L'introduction de C. chamaeleon représentait donc a priori une solution intéressante pour le contrôle d'O. maskelli en France.
Un état des lieux aux résultats surprenants...
Six espèces d'eucalyptus infestées par le ravageur
Préalablement à toute introduction de parasitoïde, des prospections ont été menées dans les Alpes-Maritimes et le Var pour effectuer un état des lieux initial sur la distribution géographique du ravageur, sa gamme de plantes-hôtes et ses éventuels ennemis naturels présents.
Les résultats de ces prospections ont montré la présence de galles et d'adultes du genre Ophelimus dans les Alpes-Maritimes et le Var, sur (au moins) six espèces d'eucalyptus : E. camaldulensis, E. cinerea, E. globulus, E. gunnii, E. nicholii et E. parvula (= parvifolia).
Auxiliaire déjà installé, mais seulement sur une des six espèces d'eucalyptus
Cet état des lieux a également montré que l'auxiliaire Closterocerus chamaeleon est déjà présent en France alors qu'aucune introduction volontaire de ce parasitoïde n'a été signalée.

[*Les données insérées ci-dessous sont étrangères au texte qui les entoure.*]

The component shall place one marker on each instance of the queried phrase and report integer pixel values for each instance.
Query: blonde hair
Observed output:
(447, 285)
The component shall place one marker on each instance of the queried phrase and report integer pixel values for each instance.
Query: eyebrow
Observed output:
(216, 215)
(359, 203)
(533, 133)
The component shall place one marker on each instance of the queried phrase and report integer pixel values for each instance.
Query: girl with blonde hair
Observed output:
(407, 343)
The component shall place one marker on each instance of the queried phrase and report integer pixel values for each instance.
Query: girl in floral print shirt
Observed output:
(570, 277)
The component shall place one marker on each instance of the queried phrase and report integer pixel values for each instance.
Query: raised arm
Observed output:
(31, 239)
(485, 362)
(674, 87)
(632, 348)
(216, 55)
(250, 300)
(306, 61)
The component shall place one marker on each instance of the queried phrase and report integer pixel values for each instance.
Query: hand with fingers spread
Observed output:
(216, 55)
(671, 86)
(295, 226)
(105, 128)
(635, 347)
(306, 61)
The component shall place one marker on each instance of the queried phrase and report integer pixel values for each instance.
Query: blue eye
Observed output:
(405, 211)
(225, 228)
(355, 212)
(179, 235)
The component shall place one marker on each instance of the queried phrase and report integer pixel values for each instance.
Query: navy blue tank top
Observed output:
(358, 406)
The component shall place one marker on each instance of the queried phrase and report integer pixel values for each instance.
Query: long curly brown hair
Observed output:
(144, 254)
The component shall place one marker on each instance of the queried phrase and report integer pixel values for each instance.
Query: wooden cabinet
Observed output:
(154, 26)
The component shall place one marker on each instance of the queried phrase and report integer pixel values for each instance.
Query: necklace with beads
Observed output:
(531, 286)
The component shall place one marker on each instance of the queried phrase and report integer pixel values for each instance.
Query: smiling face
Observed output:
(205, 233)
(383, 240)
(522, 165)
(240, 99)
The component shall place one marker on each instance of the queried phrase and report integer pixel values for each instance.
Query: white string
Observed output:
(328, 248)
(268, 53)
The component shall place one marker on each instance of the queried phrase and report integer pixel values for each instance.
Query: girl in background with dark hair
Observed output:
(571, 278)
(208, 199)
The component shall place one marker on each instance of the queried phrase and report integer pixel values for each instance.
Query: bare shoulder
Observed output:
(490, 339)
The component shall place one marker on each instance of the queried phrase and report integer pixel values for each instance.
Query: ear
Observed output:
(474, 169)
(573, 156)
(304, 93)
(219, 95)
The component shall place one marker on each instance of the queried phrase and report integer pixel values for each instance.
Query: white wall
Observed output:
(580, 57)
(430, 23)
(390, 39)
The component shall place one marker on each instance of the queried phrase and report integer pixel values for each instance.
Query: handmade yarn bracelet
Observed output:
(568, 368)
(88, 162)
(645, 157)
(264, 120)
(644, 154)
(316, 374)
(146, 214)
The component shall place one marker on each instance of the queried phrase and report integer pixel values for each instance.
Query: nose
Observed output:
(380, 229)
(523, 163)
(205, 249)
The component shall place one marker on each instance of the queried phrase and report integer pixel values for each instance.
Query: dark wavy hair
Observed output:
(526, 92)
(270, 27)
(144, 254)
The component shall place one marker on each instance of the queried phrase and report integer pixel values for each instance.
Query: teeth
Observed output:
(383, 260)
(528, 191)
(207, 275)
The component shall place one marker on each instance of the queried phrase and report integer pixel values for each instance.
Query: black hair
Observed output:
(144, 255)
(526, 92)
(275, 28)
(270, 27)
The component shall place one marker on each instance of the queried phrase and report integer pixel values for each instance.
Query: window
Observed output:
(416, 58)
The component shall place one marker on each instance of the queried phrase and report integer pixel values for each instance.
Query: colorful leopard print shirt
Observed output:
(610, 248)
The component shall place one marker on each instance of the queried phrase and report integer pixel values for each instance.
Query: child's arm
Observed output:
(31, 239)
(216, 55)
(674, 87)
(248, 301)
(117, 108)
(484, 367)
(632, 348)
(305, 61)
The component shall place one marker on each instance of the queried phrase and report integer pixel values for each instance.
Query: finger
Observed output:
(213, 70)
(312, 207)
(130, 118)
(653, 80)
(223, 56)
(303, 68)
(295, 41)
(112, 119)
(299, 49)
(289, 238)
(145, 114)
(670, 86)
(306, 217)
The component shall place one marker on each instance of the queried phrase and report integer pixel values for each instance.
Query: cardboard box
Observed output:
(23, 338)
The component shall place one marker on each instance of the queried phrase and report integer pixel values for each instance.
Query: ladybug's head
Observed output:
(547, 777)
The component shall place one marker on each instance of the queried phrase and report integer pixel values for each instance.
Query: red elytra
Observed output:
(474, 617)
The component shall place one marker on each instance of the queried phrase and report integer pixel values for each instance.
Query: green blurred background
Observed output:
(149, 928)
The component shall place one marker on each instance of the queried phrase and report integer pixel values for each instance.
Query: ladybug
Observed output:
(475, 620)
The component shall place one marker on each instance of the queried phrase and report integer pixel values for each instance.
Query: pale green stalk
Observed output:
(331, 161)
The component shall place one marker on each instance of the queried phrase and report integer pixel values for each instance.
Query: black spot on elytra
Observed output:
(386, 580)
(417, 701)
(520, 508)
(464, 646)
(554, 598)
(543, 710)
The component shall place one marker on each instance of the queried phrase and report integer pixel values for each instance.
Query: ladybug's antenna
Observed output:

Sur la plupart des sites, le taux de parasitisme par C. chamaeleon, calculé a posteriori selon la formule suivante [nombre d'adultes de C. chamaeleon/nombre d'adultes de C. chamaeleon + nombre d'adultes d'Ophelimus], est même très élevé (supérieur à 90 %). Il est raisonnable de penser que cette espèce a été introduite fortuitement ou s'est « naturellement » diffusée à partir de pays voisins (certainement l'Italie).
Curieusement, la présence de l'auxiliaire C. chamaeleon n'est pas systématique. Elle se limite même uniquement aux espèces Eucalyptus camaldulensis et E. nicholii. Ce résultat surprenant nous a conduits à penser que la situation était plus complexe que prévue avec, d'une part, la présence d'O. maskelli et de son parasitoïde spécifique C. chamaeleon sur E. camaldulensis et E. nicholii, d'autre part, la présence d'une espèce d'Ophelimus différente sur les autres espèces d'eucalyptus.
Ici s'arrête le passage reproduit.